Prior to the release of the first part of Fela Speaks, some opinion out there question the right of people like us to question the kind of image being touted of Fela when we are not members of the KUTI family. With Fela’s answer to the question: “Apart from your immediate family who is the person you hold in very high esteem” we hope, people can understand where people like us are coming from! Without no pretence and no apologies, in this second part, we present our viewers the essence of Fela’s message and struggle from a deep and authentic experience and knowledge of the man. This is a far cry from the brand name FELA portrayed as an indecisive man running to his mother for assurance and inspiration and championing polygamy - which was not the reason for his mass marriage. How can anybody imagine putting-up a comedy musical about Mandela without talking about his struggle and his political movement?

Our viewers will also have answers to how and why the social movement Young African Pioneers was formed, which social class largely dominated the YAP? Was it a formal organization that had constitution, board of officers and offices, or it was an informal movement of like-minded people who wanted to change the then Nigerian polity? Did the whole idea of YAP revolve around Fela as a person or Fela and YAP were two different institutions? What were the main issues that Fela and the YAP were protesting? What was the political situation in Nigeria then? What attitude did the Nigerian civil society have towards the political situation? What explains this type of attitudes? Why Fela chose to and was able to resist the establishment as at that time, considering the fact that he was confronting a highly ill-tempered post civil war military? Is the YAP still alive or it died when Fela died 1n 1997? Are the issues Fela protested still relevant in the Nigerian polity today?

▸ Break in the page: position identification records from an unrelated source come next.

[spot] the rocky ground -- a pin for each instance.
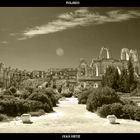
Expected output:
(70, 117)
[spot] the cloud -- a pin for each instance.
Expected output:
(3, 42)
(80, 17)
(12, 34)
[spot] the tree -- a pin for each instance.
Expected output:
(111, 78)
(131, 78)
(123, 83)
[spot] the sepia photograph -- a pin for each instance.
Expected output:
(70, 70)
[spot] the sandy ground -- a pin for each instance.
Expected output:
(70, 117)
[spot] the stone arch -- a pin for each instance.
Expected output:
(125, 54)
(107, 53)
(134, 55)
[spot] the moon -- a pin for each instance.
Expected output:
(59, 52)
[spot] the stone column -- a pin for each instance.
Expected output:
(97, 71)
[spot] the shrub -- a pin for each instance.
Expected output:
(127, 101)
(110, 109)
(69, 94)
(101, 96)
(104, 110)
(116, 109)
(82, 98)
(3, 117)
(25, 94)
(7, 92)
(137, 115)
(13, 90)
(37, 113)
(129, 111)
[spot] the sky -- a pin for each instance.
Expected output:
(39, 38)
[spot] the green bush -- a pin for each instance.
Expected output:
(13, 90)
(3, 117)
(82, 98)
(137, 115)
(101, 96)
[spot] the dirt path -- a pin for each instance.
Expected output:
(70, 117)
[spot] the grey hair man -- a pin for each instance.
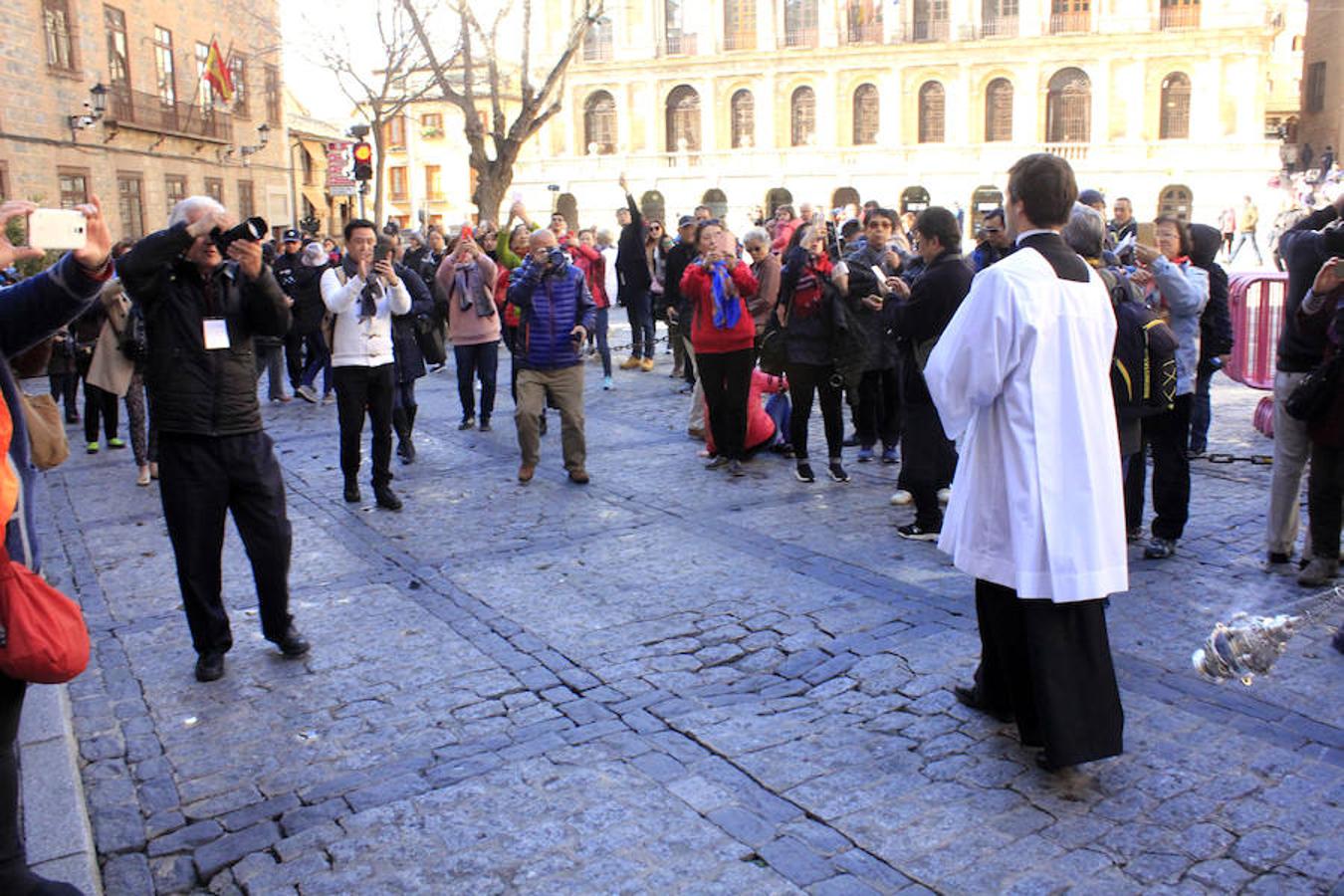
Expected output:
(206, 299)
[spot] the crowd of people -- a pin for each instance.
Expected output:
(1060, 341)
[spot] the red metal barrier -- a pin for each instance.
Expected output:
(1255, 303)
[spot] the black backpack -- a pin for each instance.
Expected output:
(1143, 367)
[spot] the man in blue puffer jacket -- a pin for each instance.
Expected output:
(557, 312)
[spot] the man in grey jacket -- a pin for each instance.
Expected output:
(1179, 291)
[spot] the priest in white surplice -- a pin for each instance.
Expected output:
(1020, 379)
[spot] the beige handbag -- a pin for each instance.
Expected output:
(46, 431)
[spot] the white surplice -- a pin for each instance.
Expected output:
(1021, 381)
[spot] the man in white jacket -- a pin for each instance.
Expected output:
(1020, 379)
(363, 295)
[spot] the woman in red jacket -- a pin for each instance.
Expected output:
(717, 287)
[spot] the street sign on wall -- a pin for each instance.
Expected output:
(338, 181)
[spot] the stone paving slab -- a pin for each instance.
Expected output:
(667, 681)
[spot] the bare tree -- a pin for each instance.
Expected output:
(383, 91)
(472, 72)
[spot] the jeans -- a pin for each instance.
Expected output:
(1202, 412)
(1292, 448)
(100, 403)
(640, 310)
(561, 388)
(476, 361)
(878, 414)
(359, 389)
(202, 480)
(726, 377)
(803, 381)
(603, 346)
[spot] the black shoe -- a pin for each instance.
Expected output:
(386, 497)
(210, 666)
(293, 644)
(918, 534)
(970, 697)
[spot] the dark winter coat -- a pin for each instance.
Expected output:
(192, 389)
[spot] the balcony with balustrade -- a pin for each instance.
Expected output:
(149, 112)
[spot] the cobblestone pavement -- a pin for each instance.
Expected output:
(667, 681)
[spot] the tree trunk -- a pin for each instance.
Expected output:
(491, 185)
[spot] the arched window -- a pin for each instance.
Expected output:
(1175, 114)
(999, 111)
(740, 24)
(652, 206)
(718, 203)
(864, 20)
(1068, 108)
(799, 23)
(599, 123)
(683, 119)
(932, 104)
(744, 119)
(567, 206)
(1175, 200)
(802, 117)
(867, 115)
(597, 41)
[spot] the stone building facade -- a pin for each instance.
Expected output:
(744, 104)
(160, 137)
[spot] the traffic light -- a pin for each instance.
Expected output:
(363, 154)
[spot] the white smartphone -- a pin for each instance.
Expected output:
(57, 229)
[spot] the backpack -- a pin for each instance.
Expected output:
(1143, 365)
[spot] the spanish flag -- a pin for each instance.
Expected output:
(217, 73)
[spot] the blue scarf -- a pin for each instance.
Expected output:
(728, 310)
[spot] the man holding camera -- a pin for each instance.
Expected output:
(557, 314)
(202, 315)
(363, 293)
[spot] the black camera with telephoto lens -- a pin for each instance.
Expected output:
(253, 230)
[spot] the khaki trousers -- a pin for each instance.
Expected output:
(564, 389)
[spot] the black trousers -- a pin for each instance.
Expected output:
(1324, 493)
(928, 462)
(726, 377)
(203, 479)
(878, 414)
(806, 380)
(1048, 664)
(295, 357)
(11, 835)
(100, 403)
(64, 388)
(361, 389)
(477, 361)
(1168, 435)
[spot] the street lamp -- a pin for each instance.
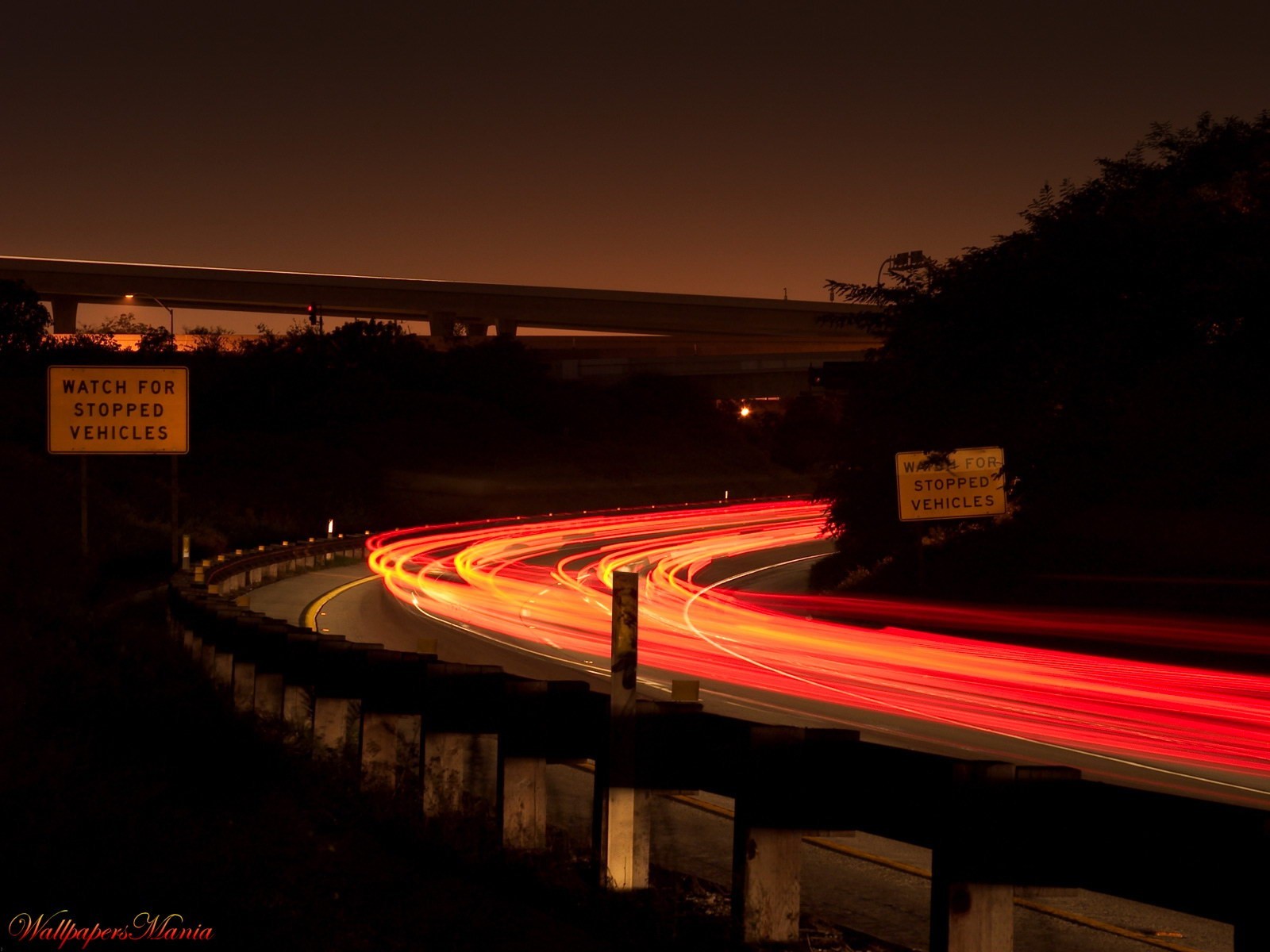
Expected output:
(175, 495)
(171, 319)
(905, 262)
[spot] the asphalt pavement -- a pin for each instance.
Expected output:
(865, 884)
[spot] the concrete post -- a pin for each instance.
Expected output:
(270, 693)
(766, 885)
(524, 803)
(337, 724)
(298, 708)
(624, 847)
(972, 903)
(222, 670)
(979, 916)
(244, 685)
(391, 750)
(459, 774)
(441, 324)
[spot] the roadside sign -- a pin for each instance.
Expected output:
(968, 484)
(133, 410)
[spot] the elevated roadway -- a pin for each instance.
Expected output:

Answers to the questions above is what we mean in the first part of Fela Speaks: “With the arrival of the year 2011, and the expectation of the REAL explosion world-wide of Fela the man and what he stood for.” To make the video less academic and more agreeable to assimilate we propose our audience extracts of Fela’s unpublished work ‘BBC’ Big Blind Country in the background – like earlier said: ‘please pass the message. Short Break!